De quoi s'agit-il? Du besoin d'amour, de la fascination du désir et de la mise à nu des sentiments. Parlant très peu, enfermée en quelque sorte dans un monde inaccessible à ses proches - sa mère et sa soeur Veronica - Teresa, une adolescente de 14 ans, est de surcroît une handicapée physique. Dans un camp de vacances, elle fait la connaissance de Manuel, un moniteur trentenaire mal dans sa peau qui semble touché par la grâce de cette jeune fille. Quant à Veronica, qui éprouve pour sa petite soeur une tendresse bien réelle - mais concurrente face à sa mère et Manuel - ne ressent-elle pas le besoin de prendre sa revanche, dans cette relation à trois personnages - incapables de s'aimer eux-mêmes - qui dévie vers une transgression obscure et inacceptable? Pour qui?

Ce récit aux relations complexes n'est en aucun cas un roman sur la pédophilie. Presque lyrique et néanmoins concise, épurée de tout artifice, la langue d'Andrés Barba évite toute complaisance et traduit admirablement la peur de l'interdit, les frontières qui s'amenuisent entre la normalité et la différence, l'insatisfaction intime comme réponse à une obsession assouvie dans ce dernier cercle de la douleur et de la culpabilité de Manuel: Je l'ai utilisée - Teresa - comme une caisse de résonance, où mes propres sentiments étaient amplifiés par les siens. Elle n'était que le vide où résonnaient ces sentiments. Et ça, j'en ai honte.  

A cette image se superpose en miroir le jugement impitoyable de Veronica: C'est drôle, nu tu es beaucoup plus moche qu'habillé. (...) La chaleur te fait paraître plus vieux, ou plus fatigué, je ne sais pas. Tes pommettes deviennent toutes rouges. On dirait un enfant vieux. Tes bras sont très longs et tu as les jambes trop poilues. Tu es maigre et petit.
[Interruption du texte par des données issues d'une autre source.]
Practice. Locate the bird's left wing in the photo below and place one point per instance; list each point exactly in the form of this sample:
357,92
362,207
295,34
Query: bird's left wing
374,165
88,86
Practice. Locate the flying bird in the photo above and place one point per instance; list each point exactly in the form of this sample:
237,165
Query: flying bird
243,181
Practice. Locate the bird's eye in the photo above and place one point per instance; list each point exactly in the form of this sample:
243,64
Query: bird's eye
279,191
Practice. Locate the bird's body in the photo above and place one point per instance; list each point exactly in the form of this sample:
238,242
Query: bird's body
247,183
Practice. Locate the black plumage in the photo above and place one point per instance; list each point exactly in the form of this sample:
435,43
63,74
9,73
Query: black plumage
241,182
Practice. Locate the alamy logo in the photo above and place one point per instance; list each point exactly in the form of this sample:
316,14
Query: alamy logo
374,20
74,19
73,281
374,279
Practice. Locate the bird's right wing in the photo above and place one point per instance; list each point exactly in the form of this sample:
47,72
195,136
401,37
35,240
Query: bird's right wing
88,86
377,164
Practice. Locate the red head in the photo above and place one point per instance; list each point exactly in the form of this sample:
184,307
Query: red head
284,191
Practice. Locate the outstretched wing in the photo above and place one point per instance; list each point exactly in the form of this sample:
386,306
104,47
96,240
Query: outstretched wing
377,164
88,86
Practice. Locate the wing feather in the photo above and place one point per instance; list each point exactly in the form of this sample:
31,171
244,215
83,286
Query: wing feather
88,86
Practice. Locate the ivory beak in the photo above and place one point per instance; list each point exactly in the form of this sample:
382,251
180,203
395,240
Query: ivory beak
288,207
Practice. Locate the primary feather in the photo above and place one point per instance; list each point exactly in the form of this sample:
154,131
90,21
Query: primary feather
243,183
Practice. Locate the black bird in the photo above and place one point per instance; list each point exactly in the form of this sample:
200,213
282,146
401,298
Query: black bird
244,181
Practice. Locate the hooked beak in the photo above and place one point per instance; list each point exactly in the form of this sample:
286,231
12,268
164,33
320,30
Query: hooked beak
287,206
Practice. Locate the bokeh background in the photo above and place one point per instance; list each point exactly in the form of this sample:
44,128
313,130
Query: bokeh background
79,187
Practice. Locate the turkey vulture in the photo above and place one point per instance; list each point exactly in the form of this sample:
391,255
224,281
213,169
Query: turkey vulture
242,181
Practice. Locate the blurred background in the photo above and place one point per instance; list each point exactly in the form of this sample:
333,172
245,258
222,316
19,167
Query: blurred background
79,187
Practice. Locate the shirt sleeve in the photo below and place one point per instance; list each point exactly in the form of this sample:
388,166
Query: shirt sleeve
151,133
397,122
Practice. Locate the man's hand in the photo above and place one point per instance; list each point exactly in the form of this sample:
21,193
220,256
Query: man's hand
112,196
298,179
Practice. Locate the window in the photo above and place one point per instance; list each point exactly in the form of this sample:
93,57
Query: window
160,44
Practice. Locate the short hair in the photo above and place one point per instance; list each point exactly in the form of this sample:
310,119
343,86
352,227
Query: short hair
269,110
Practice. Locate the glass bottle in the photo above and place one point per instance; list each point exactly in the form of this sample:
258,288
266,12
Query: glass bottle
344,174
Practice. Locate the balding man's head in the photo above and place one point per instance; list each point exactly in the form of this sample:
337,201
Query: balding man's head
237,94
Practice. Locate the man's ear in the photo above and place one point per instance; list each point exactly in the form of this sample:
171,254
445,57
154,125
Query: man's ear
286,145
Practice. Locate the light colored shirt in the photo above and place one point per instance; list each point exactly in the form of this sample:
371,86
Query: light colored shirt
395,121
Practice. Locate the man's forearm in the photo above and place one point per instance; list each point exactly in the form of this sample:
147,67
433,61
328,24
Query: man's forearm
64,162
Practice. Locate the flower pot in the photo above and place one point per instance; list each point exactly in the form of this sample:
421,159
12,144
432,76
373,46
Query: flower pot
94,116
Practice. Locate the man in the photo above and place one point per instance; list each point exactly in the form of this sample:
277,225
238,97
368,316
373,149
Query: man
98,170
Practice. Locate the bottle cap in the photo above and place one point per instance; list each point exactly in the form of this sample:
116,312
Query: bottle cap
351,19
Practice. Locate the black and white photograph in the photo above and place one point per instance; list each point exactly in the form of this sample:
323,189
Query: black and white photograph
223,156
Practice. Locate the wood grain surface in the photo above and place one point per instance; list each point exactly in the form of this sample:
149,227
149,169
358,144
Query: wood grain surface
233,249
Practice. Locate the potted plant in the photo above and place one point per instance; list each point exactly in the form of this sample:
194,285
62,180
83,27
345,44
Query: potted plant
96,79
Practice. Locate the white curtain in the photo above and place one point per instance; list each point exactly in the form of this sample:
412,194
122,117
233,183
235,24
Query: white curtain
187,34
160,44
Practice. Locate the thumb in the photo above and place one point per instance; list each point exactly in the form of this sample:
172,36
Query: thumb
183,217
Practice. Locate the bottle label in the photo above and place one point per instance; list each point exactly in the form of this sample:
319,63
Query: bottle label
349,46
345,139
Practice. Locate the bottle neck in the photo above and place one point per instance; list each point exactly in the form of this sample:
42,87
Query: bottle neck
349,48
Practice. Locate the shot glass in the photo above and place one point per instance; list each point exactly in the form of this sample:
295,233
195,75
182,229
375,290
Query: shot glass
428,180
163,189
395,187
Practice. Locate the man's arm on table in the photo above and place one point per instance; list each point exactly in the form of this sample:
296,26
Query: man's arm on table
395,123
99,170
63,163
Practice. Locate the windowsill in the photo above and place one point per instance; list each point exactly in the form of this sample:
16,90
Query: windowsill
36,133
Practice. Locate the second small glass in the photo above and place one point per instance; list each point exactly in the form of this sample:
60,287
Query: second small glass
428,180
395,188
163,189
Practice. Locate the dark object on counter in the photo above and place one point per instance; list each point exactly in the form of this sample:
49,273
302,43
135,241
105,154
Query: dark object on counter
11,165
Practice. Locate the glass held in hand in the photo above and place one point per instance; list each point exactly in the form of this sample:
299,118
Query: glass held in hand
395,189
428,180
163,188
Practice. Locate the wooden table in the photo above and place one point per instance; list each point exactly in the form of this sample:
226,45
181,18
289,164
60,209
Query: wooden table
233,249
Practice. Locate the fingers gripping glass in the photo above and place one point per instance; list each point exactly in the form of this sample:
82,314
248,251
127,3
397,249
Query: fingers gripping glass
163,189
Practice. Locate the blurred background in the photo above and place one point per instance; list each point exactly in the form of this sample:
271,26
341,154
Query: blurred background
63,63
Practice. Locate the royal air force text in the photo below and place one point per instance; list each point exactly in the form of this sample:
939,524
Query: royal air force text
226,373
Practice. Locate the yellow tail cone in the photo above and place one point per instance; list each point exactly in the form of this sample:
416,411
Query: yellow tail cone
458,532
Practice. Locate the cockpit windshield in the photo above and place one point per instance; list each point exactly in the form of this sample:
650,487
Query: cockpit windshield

Habillé, tu as l'air beaucoup plus fort, plus solide, mais nu et fatigué, il n'y a plus aucune vigueur en toi.  

L'amour, un cérémonial de l'exhibition, un concert de mensonges - à soi-même -, ou une leçon de choses apprise pour appréhender le réel? N'inventons-nous pas ceux que nous aimons, quand à nos pulsions ne répond que le silence intérieur - ou le vide - de l'autre? Qui donc est le plus faible et le plus vulnérable, quand le désir s'en mêle: le prédateur ou la victime? 

De ces interrogations - et de bien d'autres - ce livre tire sa force convulsive, ténébreuse, désenchantée, tel cet oiseau à l'aile casséetout près de la fin du roman - dont le vol n'est plus qu'une agonie circulaire... 

Andrés Barba, Versions de Teresa (Bourgois, 2011)

publié dans Le Passe Muraille no 85 - mars 2011

Commentaires

Merci, cher compère, pour ces excellentes nouvelles pistes de lecture. Je reviens de chez Guido Ceronetti et te transmets cet aphorisme qu'il m'a gentiment dédié: "Nulla, nessuna forza può rompere une fragilità infinita"... Te citerai dans 24Heures sur Barba... Ciao.